Microfluidics can also ostensibly automate creation, validation, and study of novel iPSC lines from biological or patient samples. However, there is a problem of scale, with the number of cells in a microdroplet probably inadequate for therapeutic purposes. The New York Stem Cell Foundation, with its Global Stem Cell Array, is seeking to optimize scalability and throughput via automation with an eight-step robotic workflow that proceeds from thawing of somatic cells through reprogramming, sorting, clone selection, culture expansion, and freezing. Additionally, Panasonic has a joint venture with the University of Kyoto for a commercial automated iPSC culture system, and Evotec has partnered with Harvard to build an iPSC-based industrialized drug-screening platform. These systems are potentially adaptable to iPSC differentiation into organoids and other derivative cultures that can take many laborintensive months to cultivate and validate. Comprehensive automation may relieve common flaws and inconsistencies in iPSC studies ascribed to the sensitivities of cultures that typically require daily maintenance and observation. With automation, humans can get their weekends back.
In that extra time, investigators and technicians will soon be able to take much better notes just by saying them to a laboratory digital assistant. The first of these devices, LabTwin, is commercially available and is already initiating partnerships with universities and institutions. (Not by itself.
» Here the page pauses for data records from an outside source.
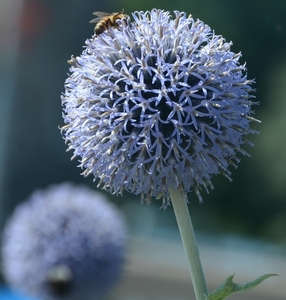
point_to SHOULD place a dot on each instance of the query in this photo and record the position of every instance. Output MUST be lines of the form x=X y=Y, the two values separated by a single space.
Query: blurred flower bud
x=66 y=242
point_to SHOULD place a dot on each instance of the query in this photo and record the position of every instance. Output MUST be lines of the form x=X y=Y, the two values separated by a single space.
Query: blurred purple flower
x=65 y=242
x=158 y=102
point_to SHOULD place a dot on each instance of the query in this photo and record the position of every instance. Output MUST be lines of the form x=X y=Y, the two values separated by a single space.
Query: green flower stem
x=189 y=243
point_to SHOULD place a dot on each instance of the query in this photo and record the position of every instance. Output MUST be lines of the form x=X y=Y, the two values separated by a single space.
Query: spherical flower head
x=65 y=243
x=159 y=102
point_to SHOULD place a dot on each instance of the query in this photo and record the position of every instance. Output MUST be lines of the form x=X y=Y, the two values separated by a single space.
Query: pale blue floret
x=158 y=102
x=64 y=226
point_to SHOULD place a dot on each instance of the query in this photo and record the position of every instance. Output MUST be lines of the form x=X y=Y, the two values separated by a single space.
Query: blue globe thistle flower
x=159 y=102
x=65 y=243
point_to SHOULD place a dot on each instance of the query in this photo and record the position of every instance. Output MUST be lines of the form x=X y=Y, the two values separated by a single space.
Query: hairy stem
x=189 y=242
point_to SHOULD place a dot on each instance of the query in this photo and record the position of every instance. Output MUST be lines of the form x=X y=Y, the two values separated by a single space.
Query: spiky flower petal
x=158 y=102
x=65 y=243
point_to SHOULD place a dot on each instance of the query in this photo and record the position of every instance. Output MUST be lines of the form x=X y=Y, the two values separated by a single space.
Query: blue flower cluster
x=65 y=243
x=159 y=102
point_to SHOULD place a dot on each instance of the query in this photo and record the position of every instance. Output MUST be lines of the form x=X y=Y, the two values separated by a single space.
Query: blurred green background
x=37 y=37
Not yet.) Its machine-learning platform allows voice-activated note-taking, access to standard protocols, and centralization of laboratory inventory and reagent lists. A slightly older, more familiar digital assistant has already served basic functions in scientific settings, with the ability to set multiple timers and access rudimentary information such as molecular weights and boiling points. Since its introduction, end users have modified Alexa software to augment its capabilities, and the most successful of science-oriented modifications has led to a partnership between a software developer trying to help his scientist wife and the world’s largest corporation. The resulting product, HelixAI, is in development stages, but it promises to improve efficiency and reproducibility through realtime availability of stepwise protocols and individually customizable scientific reference information. It also aims to optimize safety and use of space through add-ons such as access to chemical data sheets and a mapping feature that can identify bottlenecks in laboratory floor plans.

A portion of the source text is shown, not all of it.